If the employer proffers substantial evidence to rebut the presumption, then the presumption drops out of the case entirely, and the burden reverts to the claimant to prove his entitlement to benefits by the preponderance of the evidence.

In cases where an employee’s injury arises neither out of a risk directly associated with employment nor out of a risk personal to the employee, this court has employed the positional risk doctrine, explaining that an employee’s injury arises out of his employment “so long as it would not have happened but for the fact that conditions and obligations of the employment placed claimant in a position where he was injured.”

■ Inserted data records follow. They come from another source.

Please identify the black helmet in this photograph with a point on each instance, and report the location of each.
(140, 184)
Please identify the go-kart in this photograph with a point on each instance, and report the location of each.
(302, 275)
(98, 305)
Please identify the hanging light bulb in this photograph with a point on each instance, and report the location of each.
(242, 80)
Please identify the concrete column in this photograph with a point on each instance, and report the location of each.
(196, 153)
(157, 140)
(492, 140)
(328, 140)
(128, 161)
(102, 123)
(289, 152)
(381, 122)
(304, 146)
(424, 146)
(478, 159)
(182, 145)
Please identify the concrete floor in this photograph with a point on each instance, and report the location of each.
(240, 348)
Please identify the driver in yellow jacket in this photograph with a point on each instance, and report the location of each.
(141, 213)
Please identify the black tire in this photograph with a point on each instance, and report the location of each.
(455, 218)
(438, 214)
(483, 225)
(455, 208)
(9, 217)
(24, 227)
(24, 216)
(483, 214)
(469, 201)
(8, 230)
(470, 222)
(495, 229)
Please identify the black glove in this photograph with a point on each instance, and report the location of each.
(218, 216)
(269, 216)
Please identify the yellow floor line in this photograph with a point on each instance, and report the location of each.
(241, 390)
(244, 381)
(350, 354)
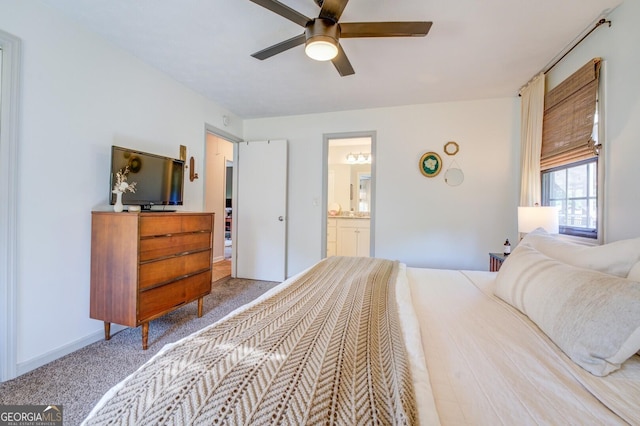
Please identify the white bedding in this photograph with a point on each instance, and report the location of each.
(489, 364)
(476, 360)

The unexplained fall rule of compensability, even if deemed a corollary to the positional risk doctrine, is not applicable when there is evidence of a possible idiopathic origin to the fall.

 

UTILIZATION REVIEW

   The Compensation Order Review Board has affirmed the statutory requirement that, when an issue arises as to the reasonableness and necessity of medical    treatment, the issue must first be referred to utilization review, prior to requesting a formal administrative hearing thereon. This provision had not been enforced for many years. 

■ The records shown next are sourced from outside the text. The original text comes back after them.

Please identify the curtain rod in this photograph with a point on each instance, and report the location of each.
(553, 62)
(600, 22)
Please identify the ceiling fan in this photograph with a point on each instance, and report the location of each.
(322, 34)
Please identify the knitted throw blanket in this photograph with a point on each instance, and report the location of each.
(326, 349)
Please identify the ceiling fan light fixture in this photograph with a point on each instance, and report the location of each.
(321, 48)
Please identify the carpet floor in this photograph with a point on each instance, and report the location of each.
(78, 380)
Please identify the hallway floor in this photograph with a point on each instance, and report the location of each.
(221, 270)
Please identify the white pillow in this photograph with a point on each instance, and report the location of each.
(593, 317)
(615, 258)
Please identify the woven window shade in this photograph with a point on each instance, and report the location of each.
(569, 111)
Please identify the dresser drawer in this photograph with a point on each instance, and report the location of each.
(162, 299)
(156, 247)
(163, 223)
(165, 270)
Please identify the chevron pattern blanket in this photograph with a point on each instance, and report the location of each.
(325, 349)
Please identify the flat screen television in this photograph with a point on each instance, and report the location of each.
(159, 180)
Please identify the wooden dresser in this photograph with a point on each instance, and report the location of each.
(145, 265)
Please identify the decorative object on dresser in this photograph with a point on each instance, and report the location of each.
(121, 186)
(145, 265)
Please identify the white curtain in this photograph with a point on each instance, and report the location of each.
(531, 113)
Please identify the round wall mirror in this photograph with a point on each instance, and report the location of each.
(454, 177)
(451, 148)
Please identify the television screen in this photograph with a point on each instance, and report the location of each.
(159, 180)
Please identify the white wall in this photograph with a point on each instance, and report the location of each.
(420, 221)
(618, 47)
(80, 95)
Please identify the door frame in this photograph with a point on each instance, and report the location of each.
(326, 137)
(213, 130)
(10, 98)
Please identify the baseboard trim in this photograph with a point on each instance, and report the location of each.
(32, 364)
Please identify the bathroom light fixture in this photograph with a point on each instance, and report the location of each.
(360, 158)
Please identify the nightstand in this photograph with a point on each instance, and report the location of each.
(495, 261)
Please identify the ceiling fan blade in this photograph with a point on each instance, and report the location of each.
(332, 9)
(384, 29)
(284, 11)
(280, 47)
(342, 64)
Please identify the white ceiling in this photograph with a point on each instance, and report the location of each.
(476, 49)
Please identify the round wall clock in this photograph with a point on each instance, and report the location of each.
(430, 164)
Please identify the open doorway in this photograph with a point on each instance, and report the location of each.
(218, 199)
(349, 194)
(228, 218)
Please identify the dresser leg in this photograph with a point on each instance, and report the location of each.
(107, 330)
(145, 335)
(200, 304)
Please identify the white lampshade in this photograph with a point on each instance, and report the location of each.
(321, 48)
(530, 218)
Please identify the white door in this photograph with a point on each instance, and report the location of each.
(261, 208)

             In April 2010, the DC Court of Appeals ruled that, if reconsideration of the Utilization Review opinion is not timely sought by the medical provider, nevertheless, either party to the Claim may seek a Formal Hearing on the medical reasonableness and necessity issue.

 

 

    Standard of Compensability for Psychological Injury

McCamey v. DOES

 The DC Court of Appeals sitting en banc has overruled several of its prior cases dealing with the standard for compensability of psychological injury.  There are now currently two different standards depending on whether there is a physical injury involved. In the context of physical-mental disabilities, the physical accident is the unexpected occurrence supplying the necessary (and objective) workplace connection. Thus, in cases of physical injury, so long as the claimant proffers competent medical evidence connecting the mental disability to the physical accident (legal causation), the claimant has either established a prima facie case of aggravation or a new injury. The court did not have before it the issue of mental-mental disabilities, where traditionally the question is whether the stresses of the job were so great that they could have caused harm to an average worker. Job stresses are to be measured against the usual stressors or mental stimuli of employment in general. Thus, a claimant must show that his current job conditions are unusually stressful as compared to employment conditions in general, not as compared to his work history. The court appears to question the application of this standard even to mental-mental claims, its primary concern being that the concept seems to conflict with cases of aggravation of a pre-existing condition. The court suggested that the objective standard may not be appropriate in such an instance. No doubt this issue will be addressed in the near future.